JANUARY 2004
CONTENTS
CATALOGUING THE LATIN INSCRIPTIONS IN THE
BRITISH MUSEUM: IN XML? BY JONATHAN PRAG
THE MARK-UP OF ARCHAEOLOGICAL EXCAVATION REPORTS
USING THE DTD OF THE TEXT ENCODING INITIATIVE (TEI) BY CHRISTIANE
MECKSEPER
GETTING YOUR DATA BACK; AN INTRODUCTION TO
XQUERY BY MARK BELL
Mark Bell
Welcome to the second edition of the newsletter. I am glad to
say there was positive feedback on the first issue. I am also glad
to say this issue has articles by authors other that me.
Submissions however long or short are always welcome. Please keep
the comments coming. I hope to produce another newsletter soon
after Easter, when there should be some reports from the CAA
conference in Prato – see below.
In the last newsletter I said there was going to be a specific
session on XML at CAA 2000 in Prato. James Landrum emailed me to
say “There will not be a technology-specific session on XML
and Databases at CAA2004, however there will be a number of
sessions in which XML and databases play roles, and therefore there
may be papers relevant to XML and related markup issues in a
variety of sessions”. Further details of papers should be
posted on the CAA2004 website at
conference will run from 13-17 April 2004.

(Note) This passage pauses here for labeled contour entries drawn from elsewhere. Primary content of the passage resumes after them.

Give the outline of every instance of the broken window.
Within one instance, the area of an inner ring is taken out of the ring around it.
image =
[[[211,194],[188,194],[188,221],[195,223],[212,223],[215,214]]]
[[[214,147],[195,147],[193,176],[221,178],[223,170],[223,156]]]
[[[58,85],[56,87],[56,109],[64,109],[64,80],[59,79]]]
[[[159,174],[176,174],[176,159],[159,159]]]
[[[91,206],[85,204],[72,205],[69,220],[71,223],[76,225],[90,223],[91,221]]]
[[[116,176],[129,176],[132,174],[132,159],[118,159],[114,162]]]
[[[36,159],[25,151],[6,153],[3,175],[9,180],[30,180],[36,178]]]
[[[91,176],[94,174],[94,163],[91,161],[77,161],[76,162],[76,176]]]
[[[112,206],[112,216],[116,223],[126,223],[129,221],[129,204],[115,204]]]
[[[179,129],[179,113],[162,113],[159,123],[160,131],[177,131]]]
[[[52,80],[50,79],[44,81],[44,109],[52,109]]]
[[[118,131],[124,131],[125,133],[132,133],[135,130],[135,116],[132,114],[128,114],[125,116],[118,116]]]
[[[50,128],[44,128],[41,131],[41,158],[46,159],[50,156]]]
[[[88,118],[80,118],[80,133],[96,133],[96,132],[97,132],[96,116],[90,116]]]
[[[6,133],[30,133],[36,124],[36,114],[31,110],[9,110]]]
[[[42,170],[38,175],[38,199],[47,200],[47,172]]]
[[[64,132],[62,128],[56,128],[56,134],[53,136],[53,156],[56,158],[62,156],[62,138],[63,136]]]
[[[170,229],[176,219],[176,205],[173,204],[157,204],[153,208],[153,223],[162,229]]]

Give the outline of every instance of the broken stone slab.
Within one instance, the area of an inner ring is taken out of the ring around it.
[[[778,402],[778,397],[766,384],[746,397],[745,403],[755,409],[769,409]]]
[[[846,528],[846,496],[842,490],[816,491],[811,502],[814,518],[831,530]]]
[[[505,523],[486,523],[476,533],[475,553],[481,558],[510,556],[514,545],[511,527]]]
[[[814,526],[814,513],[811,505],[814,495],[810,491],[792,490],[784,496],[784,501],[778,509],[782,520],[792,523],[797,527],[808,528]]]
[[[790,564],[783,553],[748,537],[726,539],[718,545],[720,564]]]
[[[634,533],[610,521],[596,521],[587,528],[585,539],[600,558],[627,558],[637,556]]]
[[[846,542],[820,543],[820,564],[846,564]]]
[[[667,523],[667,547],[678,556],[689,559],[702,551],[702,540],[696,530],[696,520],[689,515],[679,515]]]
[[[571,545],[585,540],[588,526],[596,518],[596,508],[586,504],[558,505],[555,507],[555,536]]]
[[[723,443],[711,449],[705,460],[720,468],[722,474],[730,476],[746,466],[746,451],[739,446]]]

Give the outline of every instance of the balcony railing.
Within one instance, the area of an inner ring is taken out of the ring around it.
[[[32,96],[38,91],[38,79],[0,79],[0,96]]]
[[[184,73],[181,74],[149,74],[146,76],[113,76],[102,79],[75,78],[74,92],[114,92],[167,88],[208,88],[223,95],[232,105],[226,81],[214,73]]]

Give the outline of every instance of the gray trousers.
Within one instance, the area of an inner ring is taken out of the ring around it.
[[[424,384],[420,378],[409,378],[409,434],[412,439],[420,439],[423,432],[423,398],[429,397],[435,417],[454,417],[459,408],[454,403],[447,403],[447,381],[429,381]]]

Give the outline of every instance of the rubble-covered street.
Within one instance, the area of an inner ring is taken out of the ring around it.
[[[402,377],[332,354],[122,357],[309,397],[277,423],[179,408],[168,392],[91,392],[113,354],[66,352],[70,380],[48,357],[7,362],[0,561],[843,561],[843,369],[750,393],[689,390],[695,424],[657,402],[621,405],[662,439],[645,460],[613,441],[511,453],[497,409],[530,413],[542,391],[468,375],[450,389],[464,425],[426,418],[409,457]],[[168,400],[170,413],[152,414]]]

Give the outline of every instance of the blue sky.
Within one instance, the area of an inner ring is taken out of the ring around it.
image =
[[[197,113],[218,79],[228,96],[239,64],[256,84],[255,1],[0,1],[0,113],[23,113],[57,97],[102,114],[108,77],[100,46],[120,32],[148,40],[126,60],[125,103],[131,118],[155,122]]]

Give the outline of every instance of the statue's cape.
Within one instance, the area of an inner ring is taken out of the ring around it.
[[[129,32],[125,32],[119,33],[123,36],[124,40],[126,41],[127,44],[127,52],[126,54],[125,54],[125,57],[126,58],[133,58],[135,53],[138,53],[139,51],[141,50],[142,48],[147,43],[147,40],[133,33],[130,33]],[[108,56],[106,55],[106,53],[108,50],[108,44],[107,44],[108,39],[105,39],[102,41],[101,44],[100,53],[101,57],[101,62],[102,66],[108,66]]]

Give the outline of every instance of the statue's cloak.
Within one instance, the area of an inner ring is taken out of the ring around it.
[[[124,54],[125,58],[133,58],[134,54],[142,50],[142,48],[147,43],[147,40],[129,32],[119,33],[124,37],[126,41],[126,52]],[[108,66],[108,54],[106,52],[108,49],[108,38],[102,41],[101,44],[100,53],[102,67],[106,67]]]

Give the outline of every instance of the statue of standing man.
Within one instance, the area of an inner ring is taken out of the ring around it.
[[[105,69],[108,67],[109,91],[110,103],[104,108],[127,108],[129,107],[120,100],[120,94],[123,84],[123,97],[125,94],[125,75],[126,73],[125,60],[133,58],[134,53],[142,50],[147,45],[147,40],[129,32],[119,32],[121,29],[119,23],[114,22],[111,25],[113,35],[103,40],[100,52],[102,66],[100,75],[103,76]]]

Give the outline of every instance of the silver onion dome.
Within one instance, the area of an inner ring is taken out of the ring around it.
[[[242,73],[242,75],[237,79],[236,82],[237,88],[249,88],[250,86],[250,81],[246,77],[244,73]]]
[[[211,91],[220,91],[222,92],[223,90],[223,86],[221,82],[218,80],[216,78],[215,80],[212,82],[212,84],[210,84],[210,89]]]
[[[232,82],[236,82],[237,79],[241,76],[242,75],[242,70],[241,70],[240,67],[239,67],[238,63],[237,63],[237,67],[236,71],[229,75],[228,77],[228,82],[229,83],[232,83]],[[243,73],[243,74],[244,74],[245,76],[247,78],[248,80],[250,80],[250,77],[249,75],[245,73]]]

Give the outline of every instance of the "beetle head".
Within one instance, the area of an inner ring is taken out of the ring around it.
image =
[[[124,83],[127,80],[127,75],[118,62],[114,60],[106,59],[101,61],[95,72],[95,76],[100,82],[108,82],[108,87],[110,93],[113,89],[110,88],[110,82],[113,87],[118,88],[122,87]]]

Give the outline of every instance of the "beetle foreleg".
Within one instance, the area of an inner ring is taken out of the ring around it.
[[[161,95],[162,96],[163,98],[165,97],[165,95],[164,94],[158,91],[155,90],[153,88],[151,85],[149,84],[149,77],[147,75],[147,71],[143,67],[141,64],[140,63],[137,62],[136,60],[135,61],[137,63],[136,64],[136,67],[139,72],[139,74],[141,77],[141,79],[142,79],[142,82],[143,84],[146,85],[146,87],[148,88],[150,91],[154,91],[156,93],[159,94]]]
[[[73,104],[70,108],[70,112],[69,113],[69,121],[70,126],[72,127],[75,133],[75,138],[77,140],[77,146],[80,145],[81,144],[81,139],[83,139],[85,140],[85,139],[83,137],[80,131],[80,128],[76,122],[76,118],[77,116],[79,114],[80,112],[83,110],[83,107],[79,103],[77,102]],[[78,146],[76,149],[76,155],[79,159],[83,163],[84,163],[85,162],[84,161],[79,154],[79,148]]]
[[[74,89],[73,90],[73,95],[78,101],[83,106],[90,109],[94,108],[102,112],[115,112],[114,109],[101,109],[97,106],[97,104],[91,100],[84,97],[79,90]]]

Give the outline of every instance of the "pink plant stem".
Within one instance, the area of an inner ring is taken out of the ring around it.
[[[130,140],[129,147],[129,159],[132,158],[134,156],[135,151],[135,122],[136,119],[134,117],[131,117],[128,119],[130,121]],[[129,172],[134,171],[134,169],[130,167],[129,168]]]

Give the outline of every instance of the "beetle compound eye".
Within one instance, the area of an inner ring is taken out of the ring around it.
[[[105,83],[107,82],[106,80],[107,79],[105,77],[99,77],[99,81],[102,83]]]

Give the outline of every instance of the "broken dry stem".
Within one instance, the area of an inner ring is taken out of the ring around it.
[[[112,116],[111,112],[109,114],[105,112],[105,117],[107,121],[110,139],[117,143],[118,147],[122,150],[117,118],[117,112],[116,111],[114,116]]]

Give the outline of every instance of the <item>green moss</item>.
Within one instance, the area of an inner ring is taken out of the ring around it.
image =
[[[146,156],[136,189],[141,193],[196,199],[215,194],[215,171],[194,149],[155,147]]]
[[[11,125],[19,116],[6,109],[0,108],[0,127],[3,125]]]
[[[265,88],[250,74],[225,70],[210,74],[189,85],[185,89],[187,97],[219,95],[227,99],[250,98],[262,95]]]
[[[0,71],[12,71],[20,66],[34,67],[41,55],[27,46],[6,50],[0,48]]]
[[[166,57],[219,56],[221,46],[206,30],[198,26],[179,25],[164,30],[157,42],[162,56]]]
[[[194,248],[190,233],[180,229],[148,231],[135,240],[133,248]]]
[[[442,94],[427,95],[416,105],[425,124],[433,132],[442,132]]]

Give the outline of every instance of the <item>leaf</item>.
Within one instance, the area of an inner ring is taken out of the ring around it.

INSCRIPTIONS IN THE BRITISH MUSEUM: IN XML?
Jonathan Prag
School of Archaeology and Ancient History
University of Leicester
Although this project is temporarily stalled through lack of
time, I hope to return to cataloguing the Latin inscriptions of the
British Museum's Greek and Roman department in the near future. At
present the project is dependent on the research time I personally
have available while holding a teaching post - so not very
much…
The project presents a number of difficulties and in an attempt
to solve this, XML seems to offer the potential for the best
solution(s). Firstly there is a wide range of data which needs
integrating, ranging from images to acquisition records to object
data.
Secondly epigraphic texts present a particular problem when it
comes to database storage. Ideally one wants a wholly searchable
text; however epigraphic conventions, sigla, etc. are not conducive
to searchable texts; furthermore they are not readily entered into
many standard database packages. XML offers probably the best
solution to this range of problems.
The potential of XML for epigraphic texts is currently being
explored through the EPAPP
(http://www.kcl.ac.uk/humanities/cch/epapp/)
and EpiDoc (http://epidoc.sourceforge.net/)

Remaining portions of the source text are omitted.